Here’s the deal, and anyone with a memory and a moderate ability to restrain wishful thinking knows it:  Obama doesn’t give a whit about anything from leftists and progressives except their money and their votes.  If progressive voters who claim to be adamant about these kinds of issues would threaten (And mean it and make clear that they mean it. No more “public option” capitulations.) to withhold their votes, as well as their money (I’m talking to all you Catwomen of the West Wing), and if there actually were a “progressive” media that would take a couple of nights off from telling us how crazy the Republicans are, to hammer Obama on this issue (and some others), it might make a difference. Unfortunately, this is not how it is on the planet of American Liberalism.

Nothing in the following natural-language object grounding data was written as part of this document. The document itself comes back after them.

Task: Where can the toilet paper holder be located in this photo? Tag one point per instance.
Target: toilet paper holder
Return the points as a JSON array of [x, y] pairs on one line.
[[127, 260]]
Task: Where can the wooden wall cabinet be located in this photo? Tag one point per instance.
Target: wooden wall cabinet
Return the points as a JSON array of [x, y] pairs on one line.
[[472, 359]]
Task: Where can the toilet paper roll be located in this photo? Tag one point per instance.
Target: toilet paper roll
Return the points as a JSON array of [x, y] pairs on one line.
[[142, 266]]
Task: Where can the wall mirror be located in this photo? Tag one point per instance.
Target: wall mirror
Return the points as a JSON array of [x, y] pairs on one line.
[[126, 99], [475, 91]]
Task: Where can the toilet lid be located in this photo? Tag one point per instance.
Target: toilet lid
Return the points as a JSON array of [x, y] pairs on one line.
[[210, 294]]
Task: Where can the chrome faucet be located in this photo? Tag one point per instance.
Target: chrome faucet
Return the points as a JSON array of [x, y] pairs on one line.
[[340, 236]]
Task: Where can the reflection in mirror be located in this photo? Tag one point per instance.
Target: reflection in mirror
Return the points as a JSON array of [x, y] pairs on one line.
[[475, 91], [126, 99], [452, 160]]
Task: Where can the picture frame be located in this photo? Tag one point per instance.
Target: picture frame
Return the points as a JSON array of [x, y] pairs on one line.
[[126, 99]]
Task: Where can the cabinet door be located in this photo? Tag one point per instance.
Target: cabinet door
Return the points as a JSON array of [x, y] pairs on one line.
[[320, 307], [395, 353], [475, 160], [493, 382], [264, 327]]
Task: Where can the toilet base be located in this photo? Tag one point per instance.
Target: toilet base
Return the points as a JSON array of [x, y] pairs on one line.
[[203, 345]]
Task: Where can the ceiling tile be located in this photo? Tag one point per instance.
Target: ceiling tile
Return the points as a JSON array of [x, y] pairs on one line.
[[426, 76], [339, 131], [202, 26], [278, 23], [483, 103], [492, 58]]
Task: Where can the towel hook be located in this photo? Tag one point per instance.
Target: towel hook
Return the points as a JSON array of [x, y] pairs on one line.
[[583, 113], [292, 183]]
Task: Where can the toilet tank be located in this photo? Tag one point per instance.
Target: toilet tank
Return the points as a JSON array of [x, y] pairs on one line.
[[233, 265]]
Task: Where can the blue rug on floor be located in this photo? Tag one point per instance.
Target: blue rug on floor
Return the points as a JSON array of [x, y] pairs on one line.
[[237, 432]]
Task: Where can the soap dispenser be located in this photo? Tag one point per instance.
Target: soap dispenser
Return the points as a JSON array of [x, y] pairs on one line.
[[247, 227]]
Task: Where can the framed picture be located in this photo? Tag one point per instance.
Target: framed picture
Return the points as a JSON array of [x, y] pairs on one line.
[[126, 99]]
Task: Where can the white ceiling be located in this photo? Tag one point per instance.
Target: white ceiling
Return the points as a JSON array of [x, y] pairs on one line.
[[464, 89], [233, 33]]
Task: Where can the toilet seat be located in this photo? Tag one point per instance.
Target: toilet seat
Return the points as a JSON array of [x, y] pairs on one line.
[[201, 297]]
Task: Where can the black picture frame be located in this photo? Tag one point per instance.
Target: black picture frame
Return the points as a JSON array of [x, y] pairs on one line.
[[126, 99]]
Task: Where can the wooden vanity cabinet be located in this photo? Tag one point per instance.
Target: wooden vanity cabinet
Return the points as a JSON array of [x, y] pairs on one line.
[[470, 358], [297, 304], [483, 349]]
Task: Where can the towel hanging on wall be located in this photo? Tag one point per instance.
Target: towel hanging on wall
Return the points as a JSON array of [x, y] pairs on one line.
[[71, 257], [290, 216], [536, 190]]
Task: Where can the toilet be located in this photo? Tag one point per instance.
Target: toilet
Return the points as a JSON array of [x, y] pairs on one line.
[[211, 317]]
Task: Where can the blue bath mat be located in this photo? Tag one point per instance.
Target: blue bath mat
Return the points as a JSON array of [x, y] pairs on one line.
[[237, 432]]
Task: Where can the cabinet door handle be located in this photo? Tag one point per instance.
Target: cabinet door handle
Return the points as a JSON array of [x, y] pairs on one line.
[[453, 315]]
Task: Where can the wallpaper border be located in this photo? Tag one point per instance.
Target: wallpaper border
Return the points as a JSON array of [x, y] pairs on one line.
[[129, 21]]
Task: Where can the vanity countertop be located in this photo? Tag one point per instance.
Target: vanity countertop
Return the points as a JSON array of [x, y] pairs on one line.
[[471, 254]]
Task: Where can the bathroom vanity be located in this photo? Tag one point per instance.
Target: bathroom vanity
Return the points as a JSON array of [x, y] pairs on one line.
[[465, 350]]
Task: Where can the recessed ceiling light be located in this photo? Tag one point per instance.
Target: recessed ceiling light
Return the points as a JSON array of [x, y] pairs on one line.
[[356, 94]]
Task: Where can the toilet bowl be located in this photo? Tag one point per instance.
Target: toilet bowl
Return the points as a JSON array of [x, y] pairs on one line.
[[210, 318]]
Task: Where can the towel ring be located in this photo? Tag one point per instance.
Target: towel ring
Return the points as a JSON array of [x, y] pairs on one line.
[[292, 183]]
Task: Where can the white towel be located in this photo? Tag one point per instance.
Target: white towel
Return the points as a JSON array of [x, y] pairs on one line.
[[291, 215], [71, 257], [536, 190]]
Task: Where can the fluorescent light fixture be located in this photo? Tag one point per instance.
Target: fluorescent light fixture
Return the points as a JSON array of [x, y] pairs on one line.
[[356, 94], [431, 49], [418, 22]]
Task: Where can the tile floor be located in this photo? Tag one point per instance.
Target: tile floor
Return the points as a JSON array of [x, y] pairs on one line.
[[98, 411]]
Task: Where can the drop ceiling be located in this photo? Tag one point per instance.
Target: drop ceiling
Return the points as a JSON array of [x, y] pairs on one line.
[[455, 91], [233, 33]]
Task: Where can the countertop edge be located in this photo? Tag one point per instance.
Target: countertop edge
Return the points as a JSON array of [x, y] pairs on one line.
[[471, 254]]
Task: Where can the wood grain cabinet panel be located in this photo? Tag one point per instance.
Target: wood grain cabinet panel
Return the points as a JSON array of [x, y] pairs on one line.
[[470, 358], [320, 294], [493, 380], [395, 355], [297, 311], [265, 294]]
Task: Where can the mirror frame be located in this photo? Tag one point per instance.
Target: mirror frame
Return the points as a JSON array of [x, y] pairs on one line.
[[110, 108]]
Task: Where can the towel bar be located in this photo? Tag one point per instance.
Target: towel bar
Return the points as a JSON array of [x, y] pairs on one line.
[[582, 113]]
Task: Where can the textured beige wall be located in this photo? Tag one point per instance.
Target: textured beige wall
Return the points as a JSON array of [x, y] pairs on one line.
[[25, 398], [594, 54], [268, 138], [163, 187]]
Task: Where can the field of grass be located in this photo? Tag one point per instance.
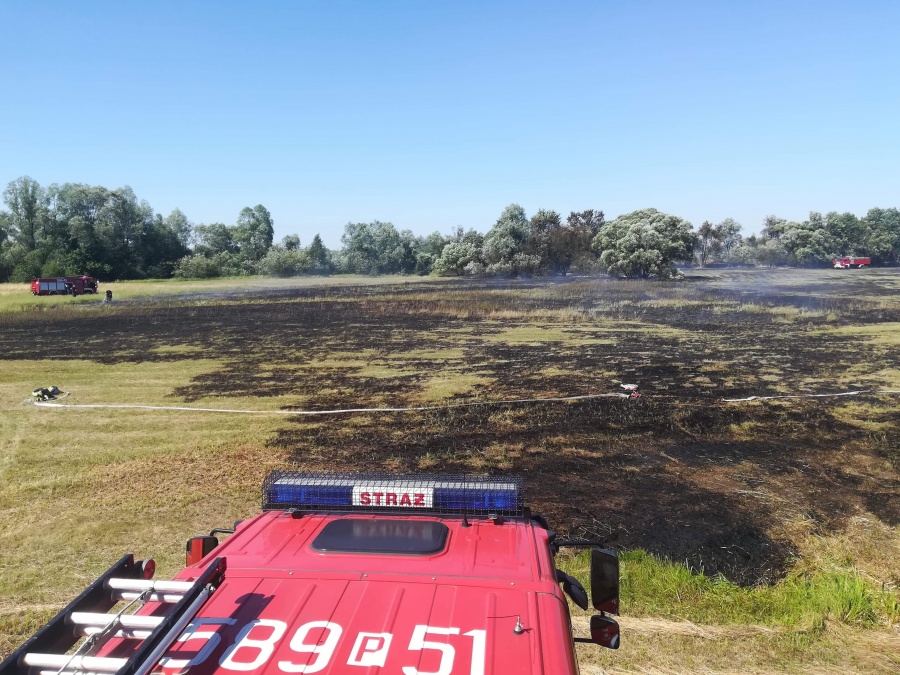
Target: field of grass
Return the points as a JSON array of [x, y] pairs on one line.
[[755, 537]]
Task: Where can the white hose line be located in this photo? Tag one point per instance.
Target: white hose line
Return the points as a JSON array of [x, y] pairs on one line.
[[47, 404], [843, 393]]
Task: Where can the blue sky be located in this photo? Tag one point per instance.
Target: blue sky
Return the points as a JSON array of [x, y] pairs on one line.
[[433, 115]]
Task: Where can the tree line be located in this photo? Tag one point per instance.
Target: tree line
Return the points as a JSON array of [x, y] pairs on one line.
[[69, 229]]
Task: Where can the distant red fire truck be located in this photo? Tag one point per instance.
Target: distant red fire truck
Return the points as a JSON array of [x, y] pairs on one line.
[[344, 573], [848, 261], [64, 286]]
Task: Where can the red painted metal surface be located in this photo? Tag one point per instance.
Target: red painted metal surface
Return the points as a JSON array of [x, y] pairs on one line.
[[488, 603], [62, 285]]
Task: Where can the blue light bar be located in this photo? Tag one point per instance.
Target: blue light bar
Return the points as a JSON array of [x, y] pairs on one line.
[[380, 492]]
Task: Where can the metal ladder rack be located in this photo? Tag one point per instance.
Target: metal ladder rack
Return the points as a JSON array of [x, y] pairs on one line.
[[45, 653]]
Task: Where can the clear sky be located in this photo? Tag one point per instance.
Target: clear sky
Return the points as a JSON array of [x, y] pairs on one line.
[[437, 114]]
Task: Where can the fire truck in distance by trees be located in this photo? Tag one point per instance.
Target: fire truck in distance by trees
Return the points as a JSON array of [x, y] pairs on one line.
[[64, 286], [344, 573], [848, 261]]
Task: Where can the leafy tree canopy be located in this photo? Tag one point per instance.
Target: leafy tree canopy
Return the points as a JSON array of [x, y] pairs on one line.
[[644, 243]]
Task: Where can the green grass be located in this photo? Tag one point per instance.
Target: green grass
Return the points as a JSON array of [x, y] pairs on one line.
[[802, 601], [18, 297]]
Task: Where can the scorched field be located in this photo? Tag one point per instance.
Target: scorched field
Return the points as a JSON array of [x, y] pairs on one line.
[[757, 536]]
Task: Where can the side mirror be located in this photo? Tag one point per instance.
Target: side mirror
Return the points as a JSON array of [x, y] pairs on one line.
[[198, 548], [605, 631], [604, 582], [573, 588]]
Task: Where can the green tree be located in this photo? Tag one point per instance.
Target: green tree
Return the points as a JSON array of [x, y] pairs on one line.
[[728, 232], [25, 199], [455, 258], [707, 243], [291, 242], [883, 234], [504, 249], [215, 238], [378, 248], [254, 231], [181, 227], [319, 256], [644, 243]]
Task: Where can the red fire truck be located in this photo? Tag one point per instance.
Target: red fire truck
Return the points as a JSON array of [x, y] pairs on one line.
[[344, 573], [64, 286], [848, 261]]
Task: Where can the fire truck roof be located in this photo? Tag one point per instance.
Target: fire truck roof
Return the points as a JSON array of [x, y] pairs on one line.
[[411, 591]]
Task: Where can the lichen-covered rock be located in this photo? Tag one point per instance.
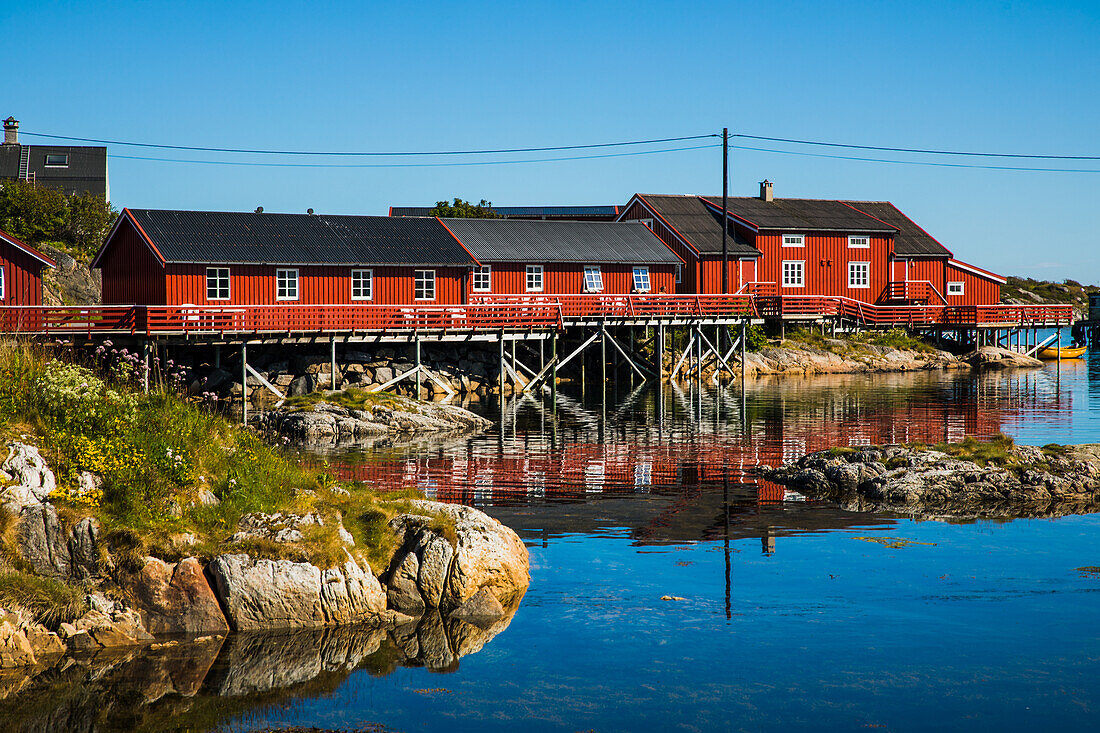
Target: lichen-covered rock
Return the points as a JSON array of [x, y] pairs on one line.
[[176, 598]]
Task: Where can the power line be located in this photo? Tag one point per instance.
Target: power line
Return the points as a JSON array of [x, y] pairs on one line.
[[371, 153], [408, 165], [933, 163], [919, 150]]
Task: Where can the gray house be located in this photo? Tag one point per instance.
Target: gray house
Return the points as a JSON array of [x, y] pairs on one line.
[[72, 168]]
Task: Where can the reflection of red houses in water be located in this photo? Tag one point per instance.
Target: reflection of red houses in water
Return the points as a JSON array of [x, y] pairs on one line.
[[642, 459]]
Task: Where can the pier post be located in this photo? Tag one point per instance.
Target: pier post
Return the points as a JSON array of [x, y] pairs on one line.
[[332, 362], [416, 340], [244, 383]]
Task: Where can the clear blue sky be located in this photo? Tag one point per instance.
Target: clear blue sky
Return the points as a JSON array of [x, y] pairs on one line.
[[986, 76]]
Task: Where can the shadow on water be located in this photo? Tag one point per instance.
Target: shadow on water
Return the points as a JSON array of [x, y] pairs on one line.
[[197, 686]]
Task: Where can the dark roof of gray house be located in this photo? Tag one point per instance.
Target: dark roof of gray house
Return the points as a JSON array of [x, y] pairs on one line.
[[75, 170], [233, 238], [595, 242], [910, 238], [697, 223], [800, 215], [571, 212]]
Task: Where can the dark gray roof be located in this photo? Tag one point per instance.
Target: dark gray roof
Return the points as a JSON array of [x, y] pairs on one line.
[[85, 171], [573, 212], [910, 238], [232, 238], [699, 223], [596, 242], [800, 215]]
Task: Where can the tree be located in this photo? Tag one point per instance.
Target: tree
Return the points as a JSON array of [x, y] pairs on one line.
[[462, 209], [37, 215]]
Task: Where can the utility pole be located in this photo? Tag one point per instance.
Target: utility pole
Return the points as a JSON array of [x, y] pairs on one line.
[[725, 209]]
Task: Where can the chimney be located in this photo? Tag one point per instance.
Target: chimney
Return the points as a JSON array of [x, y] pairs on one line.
[[11, 131]]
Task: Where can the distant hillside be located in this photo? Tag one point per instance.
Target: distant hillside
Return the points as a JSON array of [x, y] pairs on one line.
[[1026, 291]]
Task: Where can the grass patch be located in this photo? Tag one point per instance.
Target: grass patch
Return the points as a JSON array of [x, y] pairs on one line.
[[157, 455], [47, 600], [352, 398]]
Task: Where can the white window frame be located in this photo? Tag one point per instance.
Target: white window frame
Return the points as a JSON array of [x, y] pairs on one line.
[[217, 273], [485, 271], [425, 277], [535, 279], [286, 273], [802, 273], [596, 284], [853, 267], [364, 276]]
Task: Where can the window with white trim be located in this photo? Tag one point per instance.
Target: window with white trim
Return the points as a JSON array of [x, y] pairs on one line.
[[425, 285], [362, 284], [286, 284], [794, 273], [593, 279], [217, 283], [859, 274], [483, 279], [534, 279]]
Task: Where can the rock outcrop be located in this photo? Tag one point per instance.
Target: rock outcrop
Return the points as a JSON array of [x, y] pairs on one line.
[[333, 424], [1026, 481]]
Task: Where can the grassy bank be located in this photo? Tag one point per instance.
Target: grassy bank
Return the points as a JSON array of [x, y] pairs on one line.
[[161, 459]]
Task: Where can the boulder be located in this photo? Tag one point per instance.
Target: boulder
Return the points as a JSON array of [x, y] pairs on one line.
[[176, 598]]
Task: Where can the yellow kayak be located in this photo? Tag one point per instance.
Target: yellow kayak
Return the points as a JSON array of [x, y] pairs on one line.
[[1066, 352]]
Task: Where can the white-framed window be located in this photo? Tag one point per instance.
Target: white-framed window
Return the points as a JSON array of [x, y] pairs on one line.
[[425, 287], [362, 284], [859, 274], [794, 273], [217, 283], [286, 284], [534, 279], [593, 279], [483, 279]]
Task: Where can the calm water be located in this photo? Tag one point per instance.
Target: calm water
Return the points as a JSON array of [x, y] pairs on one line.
[[791, 617]]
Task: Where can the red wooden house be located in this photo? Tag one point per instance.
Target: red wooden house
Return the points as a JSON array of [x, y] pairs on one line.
[[867, 251], [564, 258], [21, 272], [216, 259]]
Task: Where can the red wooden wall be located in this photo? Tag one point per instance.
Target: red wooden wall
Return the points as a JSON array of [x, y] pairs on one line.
[[22, 276], [132, 274], [510, 277], [826, 258], [317, 285]]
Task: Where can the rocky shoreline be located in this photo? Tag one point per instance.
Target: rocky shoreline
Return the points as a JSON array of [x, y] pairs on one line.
[[327, 424], [1016, 481], [452, 561]]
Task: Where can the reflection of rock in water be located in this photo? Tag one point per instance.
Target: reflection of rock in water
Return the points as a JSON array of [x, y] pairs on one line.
[[188, 686]]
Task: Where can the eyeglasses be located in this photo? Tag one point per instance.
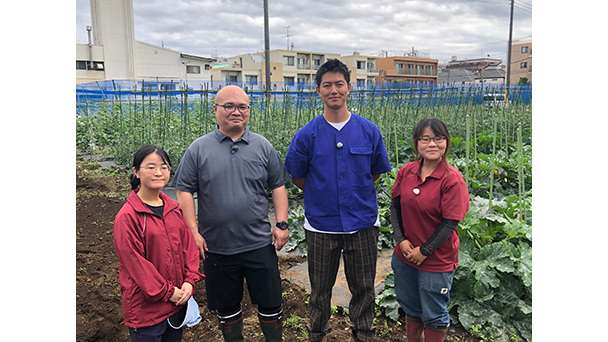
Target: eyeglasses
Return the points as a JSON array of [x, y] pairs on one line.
[[437, 139], [231, 108], [154, 168]]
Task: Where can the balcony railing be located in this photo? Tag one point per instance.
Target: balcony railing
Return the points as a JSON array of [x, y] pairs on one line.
[[426, 72]]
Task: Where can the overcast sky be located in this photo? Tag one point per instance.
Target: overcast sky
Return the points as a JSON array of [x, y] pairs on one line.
[[440, 28]]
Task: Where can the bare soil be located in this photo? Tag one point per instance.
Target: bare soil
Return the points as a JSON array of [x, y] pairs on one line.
[[99, 317]]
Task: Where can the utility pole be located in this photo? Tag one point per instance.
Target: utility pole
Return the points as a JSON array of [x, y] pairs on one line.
[[288, 35], [508, 80], [266, 47]]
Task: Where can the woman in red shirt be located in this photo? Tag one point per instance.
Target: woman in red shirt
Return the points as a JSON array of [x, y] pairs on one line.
[[429, 198], [158, 257]]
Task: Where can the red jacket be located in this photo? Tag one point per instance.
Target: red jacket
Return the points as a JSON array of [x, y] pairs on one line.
[[155, 254]]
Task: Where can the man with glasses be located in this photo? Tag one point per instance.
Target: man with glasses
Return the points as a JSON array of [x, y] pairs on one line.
[[229, 170]]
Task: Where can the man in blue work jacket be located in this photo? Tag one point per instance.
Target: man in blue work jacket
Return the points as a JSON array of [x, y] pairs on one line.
[[335, 159]]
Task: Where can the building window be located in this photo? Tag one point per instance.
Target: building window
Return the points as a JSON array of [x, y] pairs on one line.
[[89, 65], [193, 69]]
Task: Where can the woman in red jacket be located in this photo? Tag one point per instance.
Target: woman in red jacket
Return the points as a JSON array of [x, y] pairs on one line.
[[429, 198], [158, 256]]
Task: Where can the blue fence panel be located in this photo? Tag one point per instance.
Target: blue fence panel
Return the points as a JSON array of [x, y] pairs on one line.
[[420, 94]]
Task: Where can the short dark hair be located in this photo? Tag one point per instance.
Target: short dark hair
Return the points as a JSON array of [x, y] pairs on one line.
[[139, 157], [332, 65]]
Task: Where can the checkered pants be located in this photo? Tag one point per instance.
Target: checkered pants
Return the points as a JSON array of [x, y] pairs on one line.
[[360, 254]]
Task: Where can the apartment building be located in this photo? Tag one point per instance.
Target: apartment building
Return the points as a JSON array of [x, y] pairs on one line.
[[363, 70], [289, 68], [113, 53], [407, 69], [521, 61]]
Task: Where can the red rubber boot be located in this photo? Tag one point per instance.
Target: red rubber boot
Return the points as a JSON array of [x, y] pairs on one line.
[[435, 334]]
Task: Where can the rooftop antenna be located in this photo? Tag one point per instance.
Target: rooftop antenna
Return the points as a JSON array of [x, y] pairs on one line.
[[288, 35]]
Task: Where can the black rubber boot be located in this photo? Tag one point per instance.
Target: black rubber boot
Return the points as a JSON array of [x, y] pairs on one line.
[[273, 330], [232, 326]]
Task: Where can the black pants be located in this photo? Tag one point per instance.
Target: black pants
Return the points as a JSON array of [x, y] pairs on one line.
[[225, 275]]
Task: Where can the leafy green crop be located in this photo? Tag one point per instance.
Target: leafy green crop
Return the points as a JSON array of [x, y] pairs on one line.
[[493, 282]]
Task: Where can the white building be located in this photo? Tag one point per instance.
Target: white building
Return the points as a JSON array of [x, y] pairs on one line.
[[113, 53]]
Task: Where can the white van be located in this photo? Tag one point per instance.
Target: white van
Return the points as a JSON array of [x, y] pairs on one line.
[[494, 99]]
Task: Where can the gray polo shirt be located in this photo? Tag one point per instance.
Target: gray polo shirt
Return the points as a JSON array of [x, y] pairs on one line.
[[230, 179]]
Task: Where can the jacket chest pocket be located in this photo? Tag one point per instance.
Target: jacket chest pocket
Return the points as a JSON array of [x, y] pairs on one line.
[[360, 158]]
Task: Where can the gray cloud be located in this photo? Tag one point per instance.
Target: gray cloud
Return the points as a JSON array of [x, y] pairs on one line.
[[442, 28]]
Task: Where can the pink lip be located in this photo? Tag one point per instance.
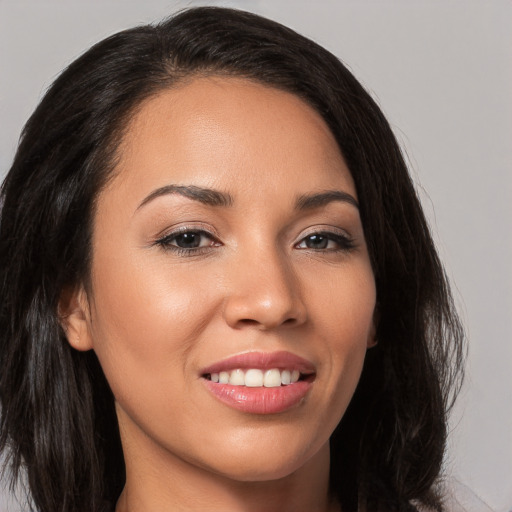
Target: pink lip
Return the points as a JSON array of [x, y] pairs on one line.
[[261, 400], [263, 360]]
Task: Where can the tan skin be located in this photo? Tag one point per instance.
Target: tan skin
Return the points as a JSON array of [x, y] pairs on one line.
[[265, 276]]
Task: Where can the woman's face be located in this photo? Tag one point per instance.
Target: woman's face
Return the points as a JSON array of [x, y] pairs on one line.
[[229, 246]]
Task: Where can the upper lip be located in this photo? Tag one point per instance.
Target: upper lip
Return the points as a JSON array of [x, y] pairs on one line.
[[282, 360]]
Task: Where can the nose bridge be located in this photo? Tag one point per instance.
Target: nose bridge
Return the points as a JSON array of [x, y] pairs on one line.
[[265, 290]]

What we will see are those liberals and liberal groups rooting for, and funding, a knock-down, drag out, with Rowdy Roddy and Sgt. Slaughter (and we all know who’s wearing that costume this time) throwing a few chairs at each other, while Fox and MSNBC egg them on from their respective corners. Obama and the Democrats will campaign against “privatization” of Social Security, which even the Republicans have abandoned, and demonize the once “serious” and “entirely legitimate” Paul Ryan. All the while, they will be not only keeping open the possibility of, but planning for, precedent-setting cuts, which Obama has already agreed to make.  

And, yes, their political position would actually be stronger if they would instead consistently, aggressively, and persuasively support Social Security against all cuts (and “means testing,” fixing up the COLA, etc., are cuts!).  But they won’t and they can’t -- on principle (insofar as any such thing could be said to exist in this context).  This is because, deep-down, they accept the conservative economic principles, including the critique of “entitlements,” underlying the neoliberal austerity agenda.  Whatever Obama or Joe Biden says during the campaign, the next Obama administration, claiming to be standing on the high ground of principle, will be, and will be proud to be, the first administration to cut Social Security.  Guaranteed.  And they’ll sell it as a “save.” Obama and the Democratic Party really think it’s the right thing to do. And while they won’t quite say that out loud, the current campaign season is preparing the ground for it.

A tweet I came across the other day nicely captured the implicit Democratic campaign slogan: “We must stop Romney & Ryan from cutting Social Security, Medicare and Medicaid! That's Obama's job.”

Speaking of the lamestream liberal media, MSNBC really should consider renaming itself “The Republican Channel” – because all they do is talk about Republicans.  I guess, when you’re claiming to be “progressive,” and are at the same time committed to supporting a president and a party who are quite obviously not very progressive at all (or, maybe, lying tools of the ruling class – choose the truth you can handle), it’s better not to say anything about them at all.